Screwed Up Beer Week (vol 9) - Playing Nice With Bad Beer - Not This Guy!

Written By: Kevin Patterson on 03/06/2014
A diplomat walks into a bar. And by diplomat, I mean a professional craft beer brewer. While not exactly a diplomat, he was acting all diplomatic when he was talking with his customers and fans. Taking the high road when asked about the efforts of "big beer," such as Budweiser, Miller, Coors, Pabst, etc., He was happy to lament on the difficulty of their tasks, how tough it is to make beers so light, so clean, so consistent- acting like his mind has been blown at the success of such large enterprises. And though I applaud him for being the bigger man, I call bullshit!
Since when did things like "precision", "accuracy", "consistency", "light", and "clean" begin to insinuate any measure of quality? Since when did "grainy" flavor become a positive attribute to taste? Since when was wet hay flavor become acceptable to balance? Since when did the taste of seltzer water become something that should be applauded? And when did it become ok that the carbonation would be the most flavorful taste in beer? It turns out that in any other type of beer, these characteristics would all be considered significant flaws, but in American lagers they are overlooked or even worse, permissible.

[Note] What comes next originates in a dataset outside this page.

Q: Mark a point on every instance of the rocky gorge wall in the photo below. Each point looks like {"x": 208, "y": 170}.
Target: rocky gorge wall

So it got me thinking deeply about what "craft beer" really is, and it got me making comparisons to my past profession, architecture. Buildings have inherent systems that all make the building "work", but those systems don't make the building "wonderful". Sure, the structure has to be in place to support everything else. The lights, heating, plumbing, air conditioning and even wi-fi all need to be in place to make the building work. But with that alone, there's no real reason to go there at all. The balance to the building's engineering lies within its art. The masterful craftsmanship of the designers and builders work to soften the textures, give quality to light and contrast, and to surprise and intrigue its visitors with colors, reflection and sound to make the place comfortable and inviting.
And then I got thinking about the brewery tours that I have visited and it boggles my mind at the character and characters that decorate craft breweries. Where beards for both men and women seem to be a mandatory requisite- jeans, boots and ragged t-shirts give these places an identity and a certain type of welcomed rusticity. With Phish blaring over the speakers and the scent of patchouli and cabbage wafting about with each and every handshake, the place has character- it may be unrefined character, but it is character nonetheless. And though the room of sweaty brewers could easily be confused with a train conductor convention, I can happily sit with those guys, belly up to the bar in the taproom, buy them lunch, hear their voice and connect the the notion that "beer is people"
Did I get any of that at the Budweiser (or insert any big brewery name here) brewery on my last visit? Hell no! There were no train conductors. There were no beards, no hats, no plaid. No boots, no Phish, no patchouli or cabbage. There were no handshakes, steam or sweat. But what I got instead was the sterile sound of a lone tour guide, the smell of a recently bleached linoleum floor, a few computer engineers pushing buttons behind the glass and a lot of pocket protectors. As I completed the two hour tour, it dawned on me that I didn't see any grain going into a mill, I never saw the stir of a mash or anything being cranked, shoveled or measured by a single human being. (And I was promised to see a clydesdale, which I never did.)
And that's when I realized that no one was allowed to touch the raw materials that went into the beer. To be "perfect" any measure of human interaction with the brewing process must be erased. These beers are not well "crafted" at all! Instead, they are an "engineered!" product trotting along an assembly line. And that sterile and stripped taste is what we mistakenly applaud as refinement? Are you kidding me?
So, since when did it become acceptable to use nearly half of the grain bill in the form of rice or corn instead of the preferred barley malt? The truth is that it isn't, and it never has. And now its ok to take off those grain-tinted glasses when it comes to big beer. Stop sucking up to them. They simply have only half the stuff it takes to make great beer- they have the capability but they simply lack the kahunas. They have the armature, but they don't have the art. I'm not saying that we should fix our bayonets and charge the corner beer store, but we sure shouldn't waste any more time giving big beer any accolades that they simply don't deserve. Instead, we should promote our well crafted beers that have the art, character, structure, charm and personality that accurately reflects the fine folks who make them.